The rich don’t just donate to presidential campaigns spontaneously, out of the blue, when suddenly seized by attacks of patriotism or party fervor. Candidates spend hours calling these people, thanking them, asking them how their kids are or whether they’re still getting a chance to play golf. It’s especially bad for members of Congress, up for election every two years, who spend much of their time in Washington calling up every pastel-shirted country club fuck who can give their campaign the legal maximum. Eventually the donors and pols play golf with each other, and attend each others’ birthday parties. Eventually they temporarily swap college-age children in a gilded class ritual known as “internships.”

Clinton’s State Department emails reveal a pretty gross two-way fawning relationship between her and Weinstein. It’s not just the donation. It’s the closeness that comes with it, the hours spent at fundraisers at their houses, the fact that top donors have direct lines to candidates that the average person doesn’t. It’s also a product of having a party, and really a political system, run by and for elites: people who go to parties with Donald Trump’s kids, for example, or fly on the private jets of billionaire pedophiles.

The Clinton campaign struggled with the campaign finance question during the primaries, when Bernie Sanders made attacking big money in politics, and thereby Clinton’s unparalleled big money machine, a central point of his campaign. That’s how Clinton ended up bizarrely defending her donations from Wall Street by invoking 9/11. Powerful Democrats cannot conceive of themselves as being compromised, morally or ethically, by the groveling that our campaign finance system requires of them, or by the eventual intermingling with the elite that it inevitably leads to.

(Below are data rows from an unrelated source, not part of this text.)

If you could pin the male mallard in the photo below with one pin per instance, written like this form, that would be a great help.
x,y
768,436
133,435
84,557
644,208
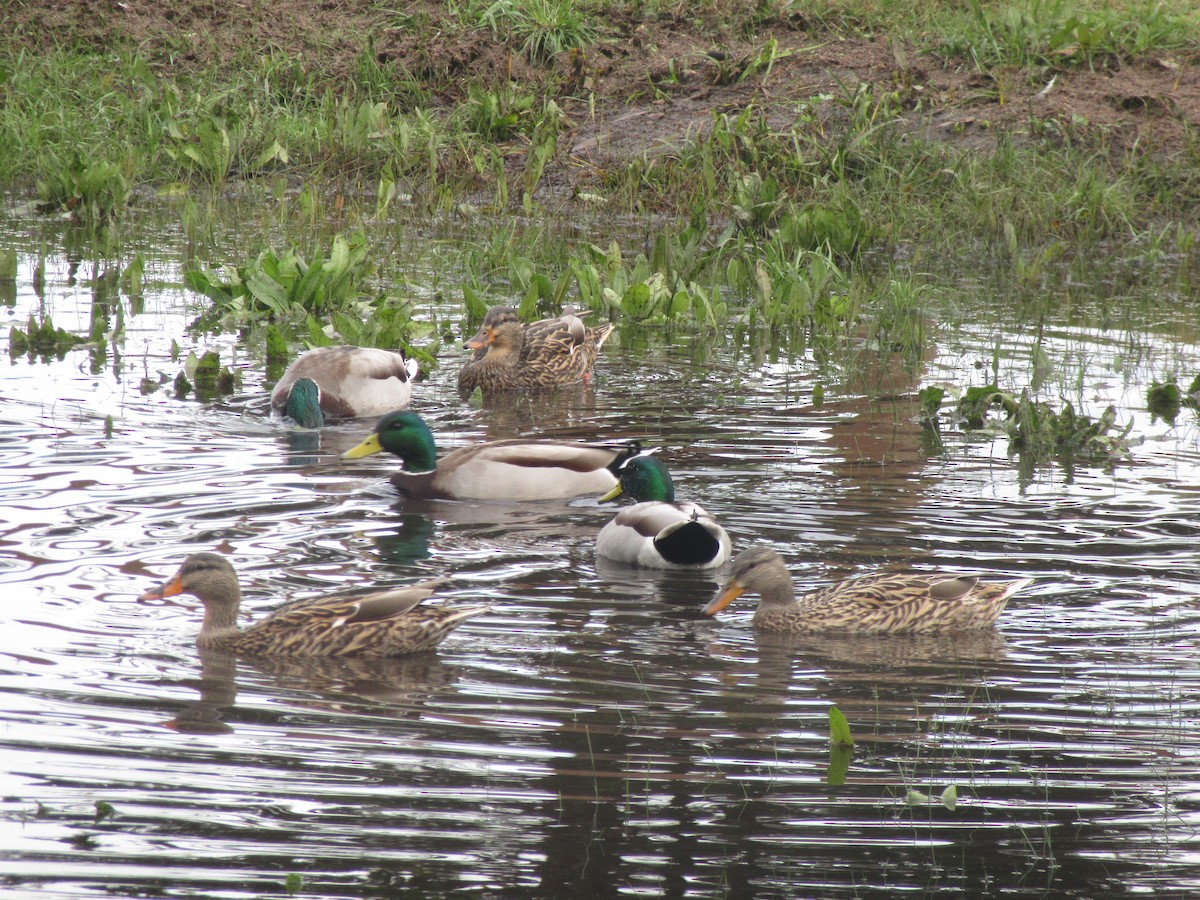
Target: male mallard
x,y
510,355
343,382
515,469
387,623
657,531
883,604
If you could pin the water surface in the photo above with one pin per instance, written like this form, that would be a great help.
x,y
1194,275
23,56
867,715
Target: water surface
x,y
593,733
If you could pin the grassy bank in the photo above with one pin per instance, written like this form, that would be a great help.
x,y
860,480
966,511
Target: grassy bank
x,y
821,141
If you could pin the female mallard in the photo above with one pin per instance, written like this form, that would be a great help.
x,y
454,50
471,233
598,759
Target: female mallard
x,y
497,471
882,604
510,355
387,623
343,382
657,531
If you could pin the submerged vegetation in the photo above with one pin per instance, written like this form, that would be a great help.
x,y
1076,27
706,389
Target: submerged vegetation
x,y
792,165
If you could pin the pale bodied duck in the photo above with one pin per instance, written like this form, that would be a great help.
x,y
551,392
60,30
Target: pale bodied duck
x,y
913,603
510,355
343,382
657,531
497,471
385,623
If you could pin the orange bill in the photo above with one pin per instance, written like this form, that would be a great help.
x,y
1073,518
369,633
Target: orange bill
x,y
730,593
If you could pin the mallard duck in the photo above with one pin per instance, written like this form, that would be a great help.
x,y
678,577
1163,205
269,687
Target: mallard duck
x,y
511,355
343,382
911,603
497,471
387,623
657,531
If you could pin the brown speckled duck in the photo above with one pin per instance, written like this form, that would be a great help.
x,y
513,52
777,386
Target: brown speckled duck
x,y
387,623
913,603
510,355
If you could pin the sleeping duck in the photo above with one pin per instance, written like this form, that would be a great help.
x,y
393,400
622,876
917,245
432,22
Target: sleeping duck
x,y
657,531
511,355
342,383
516,469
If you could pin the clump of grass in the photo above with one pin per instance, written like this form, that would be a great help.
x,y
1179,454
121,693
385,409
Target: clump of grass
x,y
41,340
1037,431
95,193
544,28
1059,34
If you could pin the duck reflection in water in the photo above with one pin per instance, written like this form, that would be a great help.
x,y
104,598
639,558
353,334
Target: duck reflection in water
x,y
405,684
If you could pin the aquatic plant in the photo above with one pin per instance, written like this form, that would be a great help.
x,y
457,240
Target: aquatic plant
x,y
545,28
41,339
210,144
94,193
205,376
286,286
1164,400
1037,431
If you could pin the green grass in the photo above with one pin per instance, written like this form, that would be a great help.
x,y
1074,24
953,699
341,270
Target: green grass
x,y
774,222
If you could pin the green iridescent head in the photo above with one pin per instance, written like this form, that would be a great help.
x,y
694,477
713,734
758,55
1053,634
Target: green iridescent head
x,y
304,403
643,478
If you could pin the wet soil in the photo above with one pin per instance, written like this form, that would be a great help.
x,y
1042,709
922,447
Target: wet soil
x,y
648,83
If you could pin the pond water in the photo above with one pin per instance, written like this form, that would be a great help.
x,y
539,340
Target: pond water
x,y
594,735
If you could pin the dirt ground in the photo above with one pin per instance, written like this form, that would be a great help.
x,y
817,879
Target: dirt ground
x,y
1152,103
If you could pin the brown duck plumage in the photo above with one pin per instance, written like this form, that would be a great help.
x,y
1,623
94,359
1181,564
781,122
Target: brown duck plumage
x,y
911,603
510,355
387,623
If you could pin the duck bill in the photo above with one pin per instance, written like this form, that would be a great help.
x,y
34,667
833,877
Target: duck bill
x,y
371,445
730,593
612,495
168,588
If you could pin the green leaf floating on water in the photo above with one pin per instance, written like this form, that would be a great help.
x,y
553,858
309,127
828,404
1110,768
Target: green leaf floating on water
x,y
1164,400
951,797
839,729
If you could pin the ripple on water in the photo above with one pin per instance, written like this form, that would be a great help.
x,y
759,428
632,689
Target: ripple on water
x,y
594,733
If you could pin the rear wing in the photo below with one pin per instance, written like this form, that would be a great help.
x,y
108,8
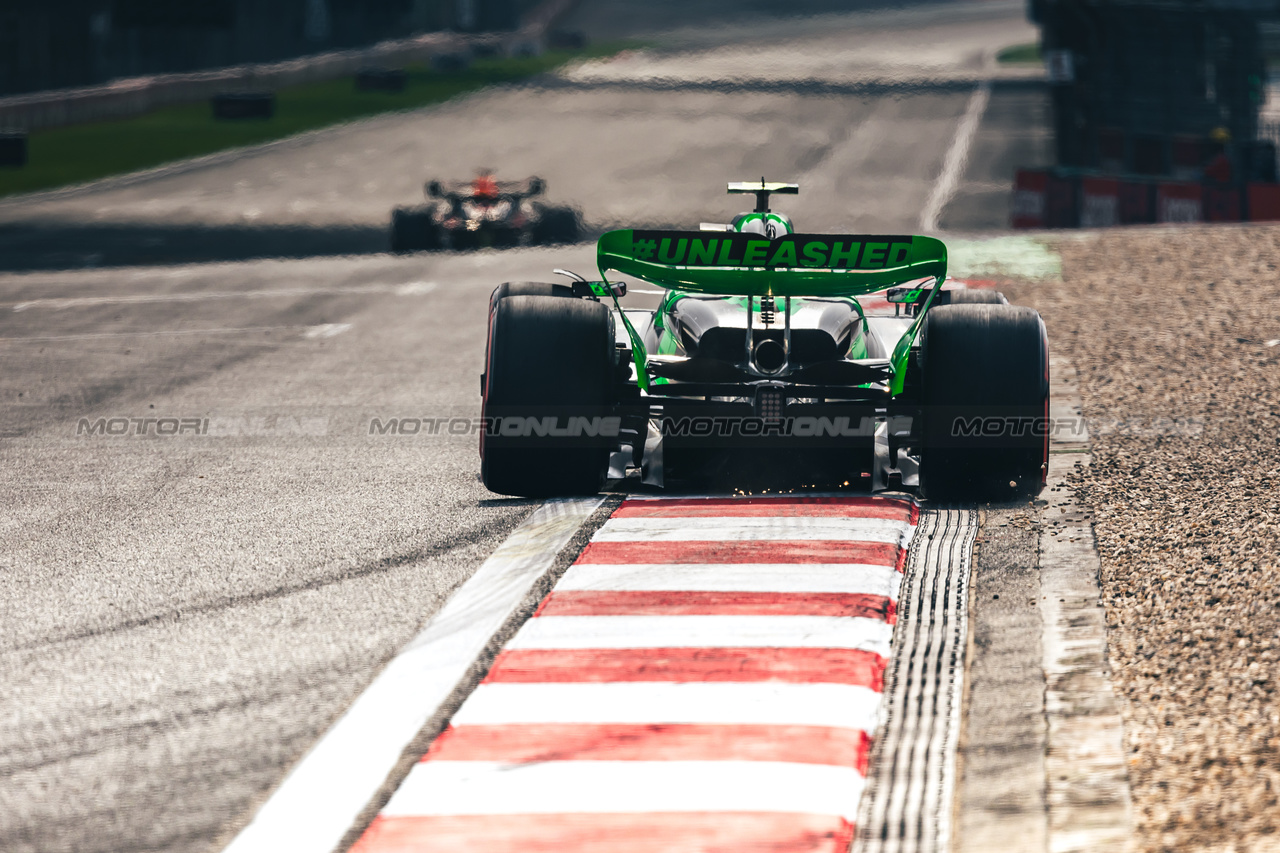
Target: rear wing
x,y
735,264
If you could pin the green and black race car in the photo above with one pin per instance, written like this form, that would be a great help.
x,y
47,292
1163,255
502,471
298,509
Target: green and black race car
x,y
763,366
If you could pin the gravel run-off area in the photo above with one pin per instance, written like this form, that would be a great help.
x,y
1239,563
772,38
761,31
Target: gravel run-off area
x,y
1175,333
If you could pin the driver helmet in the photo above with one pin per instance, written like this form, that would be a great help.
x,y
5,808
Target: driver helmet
x,y
767,224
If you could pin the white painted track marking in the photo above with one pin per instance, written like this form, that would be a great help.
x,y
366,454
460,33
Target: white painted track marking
x,y
412,288
763,703
704,632
324,794
676,734
956,159
744,576
160,333
760,529
613,787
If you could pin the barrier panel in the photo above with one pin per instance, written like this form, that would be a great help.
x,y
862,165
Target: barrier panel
x,y
1223,204
1028,205
1060,208
1179,203
1100,203
1137,203
13,149
1111,149
1264,201
1189,155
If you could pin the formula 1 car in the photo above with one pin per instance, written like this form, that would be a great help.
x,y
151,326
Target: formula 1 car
x,y
762,368
481,213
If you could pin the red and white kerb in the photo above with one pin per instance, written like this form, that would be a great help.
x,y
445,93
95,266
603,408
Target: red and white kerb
x,y
705,676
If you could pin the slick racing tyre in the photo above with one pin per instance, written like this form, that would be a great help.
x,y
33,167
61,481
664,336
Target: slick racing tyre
x,y
414,231
976,297
547,393
528,288
984,375
557,226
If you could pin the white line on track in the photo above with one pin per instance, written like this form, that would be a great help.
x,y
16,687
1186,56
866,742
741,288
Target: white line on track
x,y
412,288
757,529
323,796
704,632
310,332
626,787
161,333
956,158
745,576
845,706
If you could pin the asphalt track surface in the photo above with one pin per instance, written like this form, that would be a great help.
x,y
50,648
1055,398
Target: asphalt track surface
x,y
184,615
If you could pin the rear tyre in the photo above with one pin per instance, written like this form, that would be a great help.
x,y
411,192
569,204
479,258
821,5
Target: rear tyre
x,y
984,374
414,231
976,297
557,226
528,288
548,359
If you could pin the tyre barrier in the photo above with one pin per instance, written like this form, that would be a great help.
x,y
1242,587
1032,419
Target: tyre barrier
x,y
13,149
1070,199
243,105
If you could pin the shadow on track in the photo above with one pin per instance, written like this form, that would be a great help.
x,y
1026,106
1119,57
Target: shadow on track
x,y
50,246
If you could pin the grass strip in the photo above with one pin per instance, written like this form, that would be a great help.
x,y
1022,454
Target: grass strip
x,y
1019,54
68,155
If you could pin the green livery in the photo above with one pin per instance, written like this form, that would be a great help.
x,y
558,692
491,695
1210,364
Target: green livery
x,y
766,364
737,264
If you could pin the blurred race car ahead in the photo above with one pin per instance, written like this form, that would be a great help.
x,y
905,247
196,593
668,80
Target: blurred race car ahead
x,y
481,213
762,369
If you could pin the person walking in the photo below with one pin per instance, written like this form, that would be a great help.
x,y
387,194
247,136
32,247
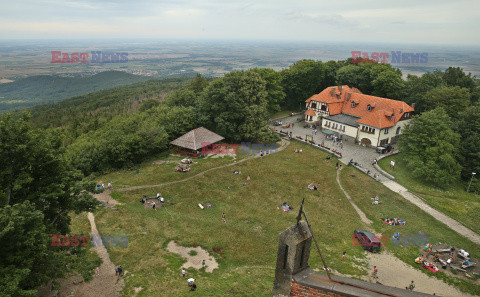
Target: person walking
x,y
411,286
375,272
120,272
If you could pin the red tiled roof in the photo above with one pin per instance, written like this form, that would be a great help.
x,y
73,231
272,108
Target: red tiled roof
x,y
383,112
329,95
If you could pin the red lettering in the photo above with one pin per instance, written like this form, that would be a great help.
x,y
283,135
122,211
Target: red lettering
x,y
234,147
56,239
215,148
384,56
56,56
65,241
74,240
84,57
205,148
74,58
65,58
355,241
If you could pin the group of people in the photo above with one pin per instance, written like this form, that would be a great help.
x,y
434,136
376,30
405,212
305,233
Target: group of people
x,y
102,186
394,221
376,200
182,169
154,205
286,207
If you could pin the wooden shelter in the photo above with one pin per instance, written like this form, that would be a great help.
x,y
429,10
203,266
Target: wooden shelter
x,y
194,142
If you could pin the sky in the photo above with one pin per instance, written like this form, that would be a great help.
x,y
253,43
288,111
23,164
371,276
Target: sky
x,y
450,22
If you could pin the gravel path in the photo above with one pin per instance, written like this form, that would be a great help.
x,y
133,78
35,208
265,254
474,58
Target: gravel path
x,y
365,156
283,144
362,215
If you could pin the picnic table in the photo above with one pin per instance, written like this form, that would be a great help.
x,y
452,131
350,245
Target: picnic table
x,y
441,250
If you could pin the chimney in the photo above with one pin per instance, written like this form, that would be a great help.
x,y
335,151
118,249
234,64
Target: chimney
x,y
292,257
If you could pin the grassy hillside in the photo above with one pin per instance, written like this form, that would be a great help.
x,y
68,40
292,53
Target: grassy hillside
x,y
82,114
46,89
455,202
246,245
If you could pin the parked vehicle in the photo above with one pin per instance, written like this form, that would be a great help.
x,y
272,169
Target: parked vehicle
x,y
367,240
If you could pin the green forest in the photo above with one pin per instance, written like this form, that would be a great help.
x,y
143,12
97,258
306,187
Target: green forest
x,y
42,89
50,154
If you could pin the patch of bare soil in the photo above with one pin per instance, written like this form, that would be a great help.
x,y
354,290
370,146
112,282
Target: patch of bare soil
x,y
395,273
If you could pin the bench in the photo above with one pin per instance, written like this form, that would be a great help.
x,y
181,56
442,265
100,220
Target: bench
x,y
441,250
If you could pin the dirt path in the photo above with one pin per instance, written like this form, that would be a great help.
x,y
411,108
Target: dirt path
x,y
106,283
362,215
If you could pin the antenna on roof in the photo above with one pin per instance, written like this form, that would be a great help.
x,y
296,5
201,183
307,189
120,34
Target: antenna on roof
x,y
299,217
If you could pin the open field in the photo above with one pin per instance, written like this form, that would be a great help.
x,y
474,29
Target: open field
x,y
456,202
245,247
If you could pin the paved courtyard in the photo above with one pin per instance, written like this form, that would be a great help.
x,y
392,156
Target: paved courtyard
x,y
364,156
361,154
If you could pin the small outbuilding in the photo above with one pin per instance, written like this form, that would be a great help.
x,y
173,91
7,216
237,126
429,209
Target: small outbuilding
x,y
195,142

But that money didn’t just buy policies that benefit the wealthy economically. It has helped to purchase an environment in which the wealthy believe (often justifiably) that they can get away with anything.

One of the prerequisites for being a man with a long history of abusing his power is having power in the first place. Power, in modern American life, is frequently conterminous with money. As long as there are men with too much money and power, Harvey Weinstein will happen again. If Democrats want to avoid the stink of abusers and untouchable criminals following them to Washington, they’ve got to find a way to get there without their rancid cash.